Both credit rating agencies cited Louisville’s vibrant economy and sound fiscal management as strengths — but also expressed concern regarding Louisville’s growing state pension obligations and relatively low fund balance, commonly known as the Rainy Day Fund.
The bond sale will provide long-term funding to capital projects from the FY19 budget that had been temporarily funded with a line of credit. The competitive sale generated bids from 11 companies and resulted in a True Interest Cost (TIC) of 1.89 percent for the city.
“Louisville continues to receive external validation, from both independent rating agencies and the credit markets, that we are well-run with an expanding economy,” said Mayor Greg Fischer. “But they also recognize that we will have very limited opportunities to invest in ourselves the way our peer cities are doing because of the growing and sustained state pension increases, unless we structurally address them through either new revenue or continued budget cuts.”
The bond proceeds will fund a variety of projects from the FY19 capital budget, including the completion of the recently opened Northeast Regional Library and the Metro Animal Services shelter. Projects also include ongoing maintenance and repair projects related to street paving, sidewalks, bridges, parks, the Zoo, Metro facilities, and public safety vehicles.
S&P again affirmed its second-highest rating of AA+ with a stable outlook for Metro Louisville.
In its report, S&P factored in Louisville’s “strong economy” and “strong management” but warned that their assessment “could be weakened in the future if we believe its budget shows signs of strain in accommodating future pension contributions.”
Moody’s again affirmed its second highest rating of Aa1 with a stable outlook for Metro Louisville.
Moody’s report cited Louisville Metro’s “sizeable and growing tax base serving as a regionally important economic hub” as a factor in assigning the Aa1 rating, but also expressed the city’s credit challenges related to “lower reserves and liquidity relative to national peers” and a “higher pension burden compared to medians for the rating category.”

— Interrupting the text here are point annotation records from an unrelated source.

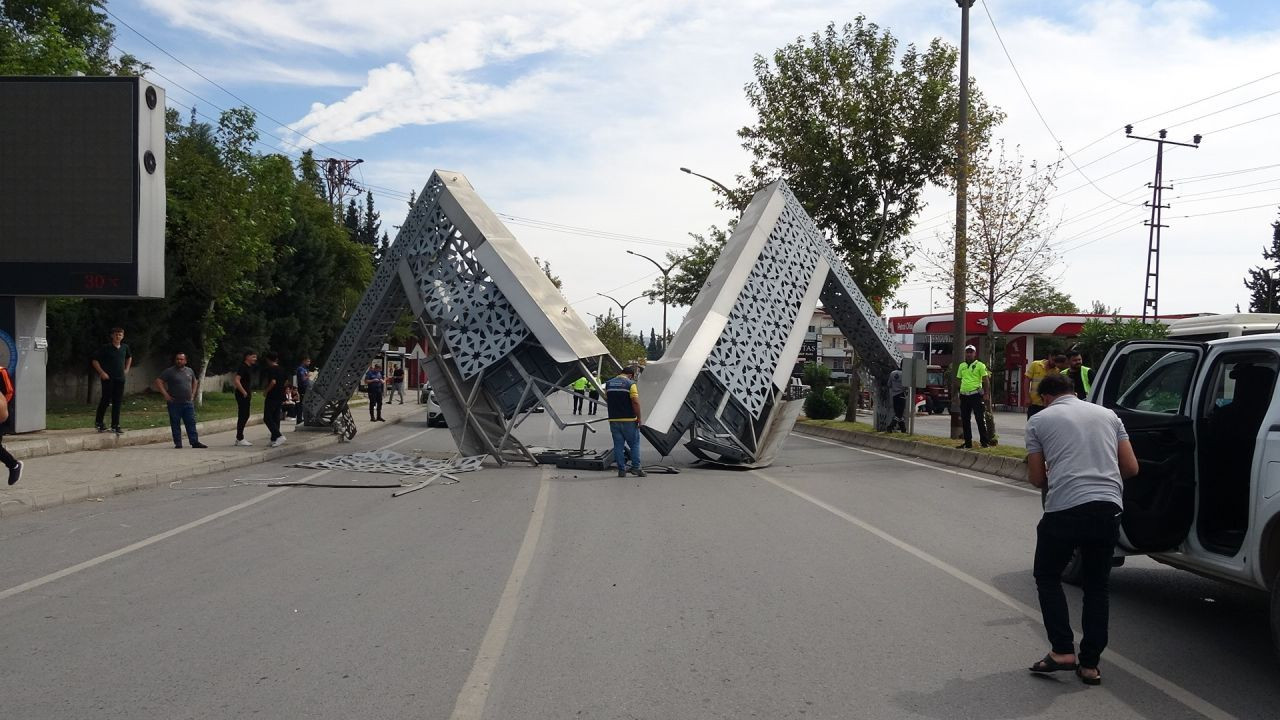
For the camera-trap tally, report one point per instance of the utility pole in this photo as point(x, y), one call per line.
point(666, 277)
point(622, 306)
point(338, 183)
point(1151, 295)
point(961, 265)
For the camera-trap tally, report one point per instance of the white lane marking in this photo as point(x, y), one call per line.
point(940, 468)
point(164, 536)
point(1168, 687)
point(475, 689)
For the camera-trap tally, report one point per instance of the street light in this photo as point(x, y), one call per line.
point(717, 183)
point(666, 273)
point(624, 308)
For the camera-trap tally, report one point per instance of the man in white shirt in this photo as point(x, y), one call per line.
point(1079, 454)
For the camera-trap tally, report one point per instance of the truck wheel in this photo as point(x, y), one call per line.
point(1073, 573)
point(1275, 613)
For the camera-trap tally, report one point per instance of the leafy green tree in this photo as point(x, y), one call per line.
point(1097, 336)
point(60, 37)
point(621, 346)
point(1041, 296)
point(859, 128)
point(1264, 282)
point(547, 269)
point(693, 267)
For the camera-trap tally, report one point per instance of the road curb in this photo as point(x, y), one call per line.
point(22, 447)
point(977, 461)
point(122, 484)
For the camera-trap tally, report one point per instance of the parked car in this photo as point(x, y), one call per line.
point(434, 417)
point(1205, 423)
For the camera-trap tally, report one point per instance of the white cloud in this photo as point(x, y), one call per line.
point(586, 109)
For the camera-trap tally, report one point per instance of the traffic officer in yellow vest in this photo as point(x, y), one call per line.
point(1078, 373)
point(974, 395)
point(579, 392)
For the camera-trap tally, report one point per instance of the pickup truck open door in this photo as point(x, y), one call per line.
point(1150, 384)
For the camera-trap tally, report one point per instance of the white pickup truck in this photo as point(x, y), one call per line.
point(1205, 423)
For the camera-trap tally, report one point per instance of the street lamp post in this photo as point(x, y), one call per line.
point(666, 278)
point(624, 308)
point(717, 183)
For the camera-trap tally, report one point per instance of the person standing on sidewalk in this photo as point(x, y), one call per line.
point(112, 363)
point(397, 384)
point(177, 383)
point(579, 387)
point(974, 391)
point(622, 399)
point(302, 378)
point(593, 395)
point(374, 382)
point(273, 400)
point(897, 391)
point(1079, 454)
point(243, 382)
point(13, 464)
point(1078, 373)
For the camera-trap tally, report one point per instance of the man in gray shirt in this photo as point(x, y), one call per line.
point(177, 383)
point(1079, 455)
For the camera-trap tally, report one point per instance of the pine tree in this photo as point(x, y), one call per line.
point(351, 220)
point(1264, 283)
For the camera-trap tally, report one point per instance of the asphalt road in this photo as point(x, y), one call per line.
point(839, 583)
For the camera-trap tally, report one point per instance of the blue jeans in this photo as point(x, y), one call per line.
point(626, 433)
point(183, 414)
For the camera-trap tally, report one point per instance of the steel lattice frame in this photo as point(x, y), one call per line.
point(501, 336)
point(723, 377)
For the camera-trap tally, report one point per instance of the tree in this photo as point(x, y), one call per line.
point(693, 267)
point(1264, 283)
point(1009, 233)
point(1097, 336)
point(547, 269)
point(1098, 308)
point(60, 37)
point(1041, 296)
point(859, 130)
point(621, 346)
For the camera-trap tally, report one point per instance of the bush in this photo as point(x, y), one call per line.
point(823, 405)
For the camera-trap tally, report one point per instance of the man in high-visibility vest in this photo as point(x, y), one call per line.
point(579, 391)
point(1078, 373)
point(974, 391)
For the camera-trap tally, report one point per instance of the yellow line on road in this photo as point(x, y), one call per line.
point(475, 689)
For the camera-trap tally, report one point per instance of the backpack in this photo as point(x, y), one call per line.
point(5, 384)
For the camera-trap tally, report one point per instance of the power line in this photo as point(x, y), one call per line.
point(241, 100)
point(1223, 174)
point(1041, 115)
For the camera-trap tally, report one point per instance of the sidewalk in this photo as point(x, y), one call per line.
point(63, 466)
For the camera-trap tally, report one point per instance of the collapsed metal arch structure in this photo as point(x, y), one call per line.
point(501, 336)
point(726, 370)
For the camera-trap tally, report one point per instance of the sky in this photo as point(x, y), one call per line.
point(572, 118)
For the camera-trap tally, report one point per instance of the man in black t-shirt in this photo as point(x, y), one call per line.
point(243, 382)
point(112, 363)
point(273, 402)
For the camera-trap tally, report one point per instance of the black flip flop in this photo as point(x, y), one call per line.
point(1048, 665)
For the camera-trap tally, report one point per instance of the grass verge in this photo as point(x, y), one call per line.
point(1000, 450)
point(142, 411)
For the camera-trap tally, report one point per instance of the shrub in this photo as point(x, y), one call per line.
point(823, 405)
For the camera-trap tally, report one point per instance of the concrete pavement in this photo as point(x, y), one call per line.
point(839, 583)
point(56, 472)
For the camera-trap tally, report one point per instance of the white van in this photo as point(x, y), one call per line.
point(1220, 327)
point(1205, 423)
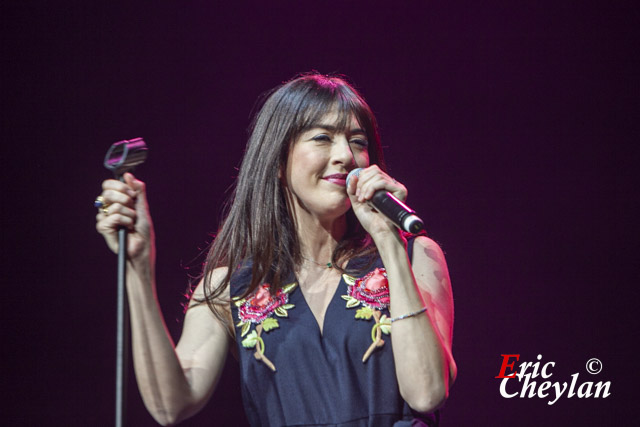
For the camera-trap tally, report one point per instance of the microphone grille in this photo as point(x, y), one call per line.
point(355, 172)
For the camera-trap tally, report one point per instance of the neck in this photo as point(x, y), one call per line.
point(317, 238)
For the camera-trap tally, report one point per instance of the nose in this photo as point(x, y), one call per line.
point(342, 153)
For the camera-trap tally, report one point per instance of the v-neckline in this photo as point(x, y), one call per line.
point(321, 328)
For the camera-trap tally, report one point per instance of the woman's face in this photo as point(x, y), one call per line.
point(318, 163)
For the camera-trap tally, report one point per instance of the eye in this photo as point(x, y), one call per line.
point(322, 138)
point(360, 141)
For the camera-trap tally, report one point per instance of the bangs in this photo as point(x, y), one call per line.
point(332, 99)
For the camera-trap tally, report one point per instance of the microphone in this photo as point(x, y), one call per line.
point(387, 204)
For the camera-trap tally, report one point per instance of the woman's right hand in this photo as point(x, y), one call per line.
point(126, 206)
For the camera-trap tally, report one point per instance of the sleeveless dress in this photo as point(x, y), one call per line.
point(292, 375)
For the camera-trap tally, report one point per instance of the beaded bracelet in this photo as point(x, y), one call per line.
point(404, 316)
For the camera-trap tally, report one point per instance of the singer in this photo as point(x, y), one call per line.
point(338, 317)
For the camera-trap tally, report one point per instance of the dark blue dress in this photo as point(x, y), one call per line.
point(319, 379)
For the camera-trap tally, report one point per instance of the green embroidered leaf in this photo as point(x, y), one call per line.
point(349, 280)
point(270, 323)
point(385, 324)
point(352, 302)
point(281, 312)
point(245, 329)
point(291, 286)
point(251, 340)
point(364, 313)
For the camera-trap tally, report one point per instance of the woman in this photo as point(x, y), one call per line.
point(338, 318)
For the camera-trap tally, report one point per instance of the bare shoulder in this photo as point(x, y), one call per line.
point(428, 259)
point(216, 278)
point(204, 335)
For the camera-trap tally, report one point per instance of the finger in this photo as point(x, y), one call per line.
point(371, 185)
point(112, 197)
point(108, 224)
point(120, 209)
point(114, 184)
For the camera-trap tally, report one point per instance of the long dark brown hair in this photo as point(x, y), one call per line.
point(258, 224)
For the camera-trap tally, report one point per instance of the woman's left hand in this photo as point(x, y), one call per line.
point(362, 188)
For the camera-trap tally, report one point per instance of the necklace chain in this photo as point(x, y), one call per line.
point(325, 265)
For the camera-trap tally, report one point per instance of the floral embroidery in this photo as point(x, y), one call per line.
point(371, 293)
point(258, 309)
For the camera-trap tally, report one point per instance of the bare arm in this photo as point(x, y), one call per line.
point(425, 367)
point(174, 382)
point(421, 344)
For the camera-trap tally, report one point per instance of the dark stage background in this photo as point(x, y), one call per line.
point(515, 129)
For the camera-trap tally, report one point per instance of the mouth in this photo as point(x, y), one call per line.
point(337, 178)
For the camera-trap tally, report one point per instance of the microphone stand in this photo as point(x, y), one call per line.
point(123, 156)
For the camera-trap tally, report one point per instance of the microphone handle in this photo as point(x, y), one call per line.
point(400, 214)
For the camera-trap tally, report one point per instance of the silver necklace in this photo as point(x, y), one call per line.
point(326, 265)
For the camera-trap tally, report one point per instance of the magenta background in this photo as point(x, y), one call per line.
point(515, 128)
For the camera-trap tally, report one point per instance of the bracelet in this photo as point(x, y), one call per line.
point(404, 316)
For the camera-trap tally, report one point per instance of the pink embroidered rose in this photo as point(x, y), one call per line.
point(259, 306)
point(372, 289)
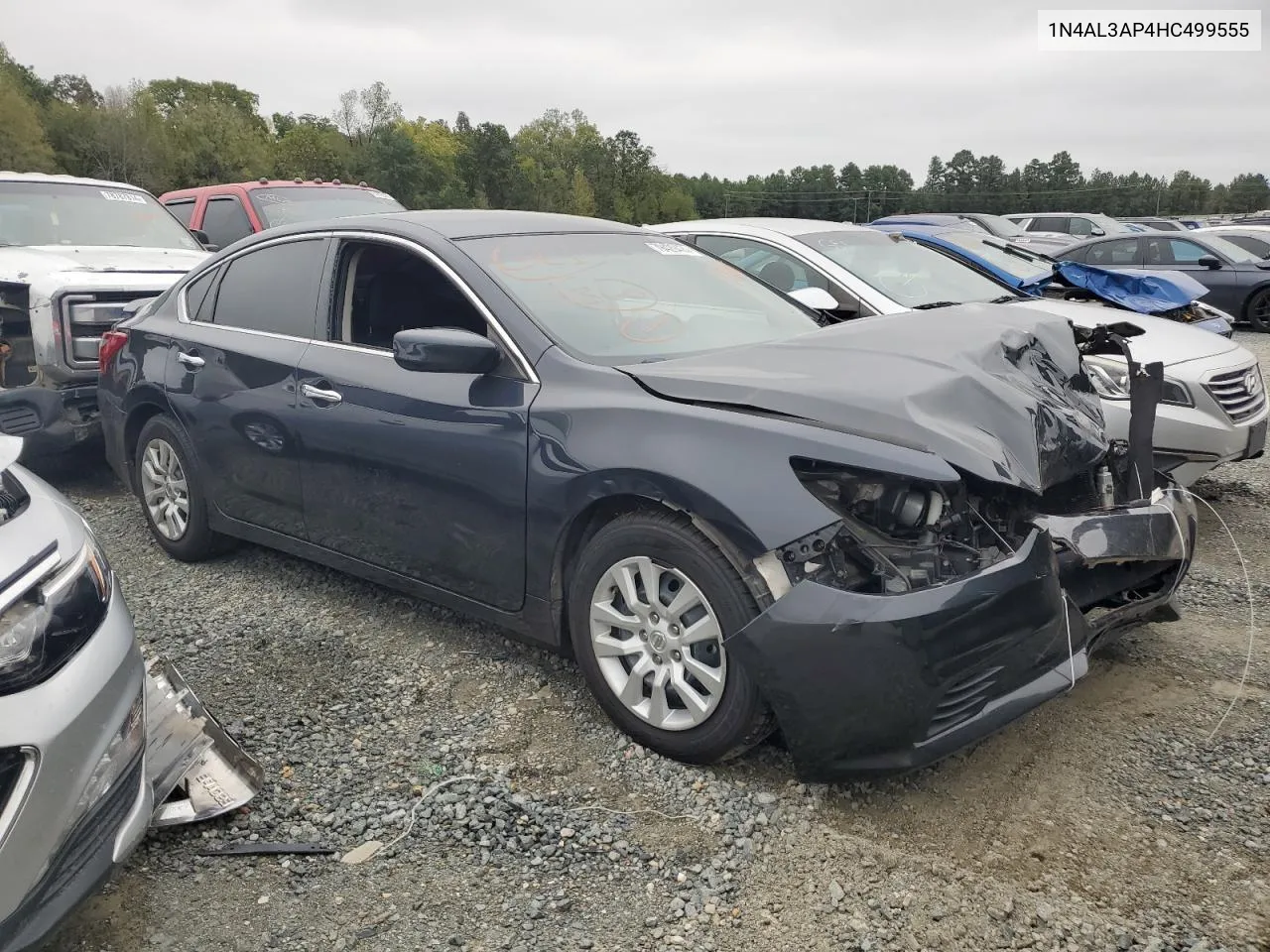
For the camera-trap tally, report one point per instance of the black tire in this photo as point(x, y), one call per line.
point(1257, 311)
point(742, 719)
point(197, 542)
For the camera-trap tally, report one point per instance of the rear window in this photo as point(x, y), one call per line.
point(290, 204)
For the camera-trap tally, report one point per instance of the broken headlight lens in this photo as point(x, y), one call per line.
point(119, 754)
point(1110, 379)
point(894, 535)
point(49, 624)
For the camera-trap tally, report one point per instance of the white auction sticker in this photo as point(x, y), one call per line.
point(123, 197)
point(1150, 31)
point(674, 248)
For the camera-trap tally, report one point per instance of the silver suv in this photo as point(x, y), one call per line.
point(73, 253)
point(73, 793)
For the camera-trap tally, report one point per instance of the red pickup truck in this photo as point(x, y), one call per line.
point(221, 214)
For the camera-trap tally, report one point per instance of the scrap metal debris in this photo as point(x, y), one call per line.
point(195, 769)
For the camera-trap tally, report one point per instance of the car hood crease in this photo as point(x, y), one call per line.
point(997, 393)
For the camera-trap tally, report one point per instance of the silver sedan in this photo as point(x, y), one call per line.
point(1214, 407)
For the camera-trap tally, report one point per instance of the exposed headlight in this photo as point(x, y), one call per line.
point(1110, 379)
point(44, 629)
point(119, 754)
point(894, 535)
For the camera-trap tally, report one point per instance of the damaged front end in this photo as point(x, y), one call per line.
point(928, 616)
point(195, 770)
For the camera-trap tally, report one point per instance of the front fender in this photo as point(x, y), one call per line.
point(726, 467)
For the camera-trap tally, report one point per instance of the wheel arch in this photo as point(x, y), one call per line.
point(728, 535)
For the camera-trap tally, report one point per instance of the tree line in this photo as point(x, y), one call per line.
point(177, 134)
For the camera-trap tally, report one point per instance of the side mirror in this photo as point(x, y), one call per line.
point(444, 350)
point(200, 238)
point(816, 298)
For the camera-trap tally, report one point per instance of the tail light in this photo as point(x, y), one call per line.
point(112, 343)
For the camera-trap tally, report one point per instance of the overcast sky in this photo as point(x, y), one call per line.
point(729, 87)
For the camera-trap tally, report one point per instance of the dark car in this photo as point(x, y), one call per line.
point(617, 445)
point(1238, 280)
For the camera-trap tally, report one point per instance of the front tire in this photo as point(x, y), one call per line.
point(651, 602)
point(1257, 311)
point(172, 493)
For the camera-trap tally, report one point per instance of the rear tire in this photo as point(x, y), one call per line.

The rating agencies recognized the strength of Louisville’s economy, evidenced by $14 billion of capital investment since 2014, 80,000 new jobs and 2,700 new businesses since 2011, rising wages and an unemployment rate below four percent, said Louisville Metro Chief Financial Officer Daniel Frockt.
“Mayor Fischer’s vision of an equitable and vibrant Louisville continue to garner positive results when we go to the capital markets,” Frockt said. “We are also receiving feedback that we will need a longer-term plan to address the mounting pension obligations over the next several years.”
On Thursday, Frockt will be providing an update on the sale and credit reports to the Metro Council Budget Committee.